EĞİTİM TARİHİ - Ünite 5: Dünyada Modern Eğitimin Doğuşu ve Gelişimi Özeti :

PAYLAŞ:

Ünite 5: Dünyada Modern Eğitimin Doğuşu ve Gelişimi

Giriş

“Modern” eğitim sistemlerinden kavramı, bugün hemen bütün uygar ülkelerde kurulmuş olan okulöncesi eğitim, ilköğretim (veya temel eğitim), ortaöğretim, yükseköğretim ve sürekli eğitim temel yapısı üzerine kurulu eğitim sistemlerini ifade etmektedir.
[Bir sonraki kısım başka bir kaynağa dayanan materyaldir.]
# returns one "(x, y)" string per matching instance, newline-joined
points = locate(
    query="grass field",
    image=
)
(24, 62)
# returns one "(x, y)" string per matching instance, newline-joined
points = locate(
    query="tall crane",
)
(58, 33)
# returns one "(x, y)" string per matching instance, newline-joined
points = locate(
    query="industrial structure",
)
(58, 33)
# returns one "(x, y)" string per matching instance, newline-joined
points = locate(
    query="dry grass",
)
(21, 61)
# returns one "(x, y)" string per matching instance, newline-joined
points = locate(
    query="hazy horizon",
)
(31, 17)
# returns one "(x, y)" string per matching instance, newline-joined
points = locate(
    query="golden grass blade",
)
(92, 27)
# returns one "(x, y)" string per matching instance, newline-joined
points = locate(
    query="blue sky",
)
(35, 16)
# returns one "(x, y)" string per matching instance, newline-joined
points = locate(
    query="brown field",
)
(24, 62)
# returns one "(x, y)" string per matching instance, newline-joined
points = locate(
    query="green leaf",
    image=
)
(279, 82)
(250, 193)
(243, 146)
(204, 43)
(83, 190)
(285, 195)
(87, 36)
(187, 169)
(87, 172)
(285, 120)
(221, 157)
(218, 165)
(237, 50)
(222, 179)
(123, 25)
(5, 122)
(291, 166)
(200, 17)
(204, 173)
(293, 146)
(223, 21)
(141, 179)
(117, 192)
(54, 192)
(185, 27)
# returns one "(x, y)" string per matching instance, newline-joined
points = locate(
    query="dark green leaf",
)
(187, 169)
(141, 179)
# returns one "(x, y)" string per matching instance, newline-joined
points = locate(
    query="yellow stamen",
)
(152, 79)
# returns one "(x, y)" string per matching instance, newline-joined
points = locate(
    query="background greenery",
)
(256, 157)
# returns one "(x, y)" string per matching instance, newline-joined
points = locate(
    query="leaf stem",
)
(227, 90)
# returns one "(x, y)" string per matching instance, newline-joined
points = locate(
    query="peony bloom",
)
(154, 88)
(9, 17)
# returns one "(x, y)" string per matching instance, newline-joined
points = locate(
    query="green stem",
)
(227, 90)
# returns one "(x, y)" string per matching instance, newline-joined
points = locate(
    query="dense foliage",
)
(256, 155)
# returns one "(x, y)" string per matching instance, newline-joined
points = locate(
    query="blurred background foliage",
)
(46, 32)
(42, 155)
Modern Eğitim Sistemlerini Hazırlayan ve Dönüştüren Faktörler

19.yüzyıl sonlarında anayasal devletlerde sosyal bir hak olan eğitim, 20.yüzyılda insan sermayesinin kalitesini artıran bir sistem olarak görülmeye başlandı.

Toplumsal Değişim

Modern eğitim sistemlerinin oluşmasında etkili olan toplumsal faktörler şunlardır:

  • Katolik kilisesine bağlı Avrupa toplumunun Reformasyondan sonra parçalara ayrılması
  • Dinî toplulukların dışında her ulusun kendi dil, edebiyat ve kültürünü geliştirerek milliyetçi duyguları yükseltmesi ve ulus-devletlerin ortaya çıkışı
  • 18.yüzyıl ortalarından itibaren “aydın despotizmi” denilen sert bir yönetimle modern devletlerin kendi halklarını biçimlendirmeye çalışması ve bunun için zorunlu eğitim, zorunlu askerlik, nüfus ve vergi takibi gibi sistemleri kullanması
  • 16. ve 17.yüzyıllarda dini çatışmaların ortadan kaldırılmasında modern devletlerin eğitimi bir araç olarak kullanmaları
  • Toplumsal bütünleşme ve ekonomik kalkınmayı sağlamak için eğitimden yararlanması

Ekonomik Değişim

Toplumların ekonomik gelişmişlik durumları ile eğitim yatırımları arasında doğrudan bir ilişki vardır. Eğitimin geniş halk kitlelerine yayılmasında en önemli faktörlerden biri, ekonominin yetişmiş insan gücü ihtiyacı oldu. Sanayileşme, insan zekâ ve yeteneklerinin geliştirilmesini zorunlu tutmuştur. Eskiden beri var olan mesleki eğitim giderek teknik eğitime dönüşmüştür.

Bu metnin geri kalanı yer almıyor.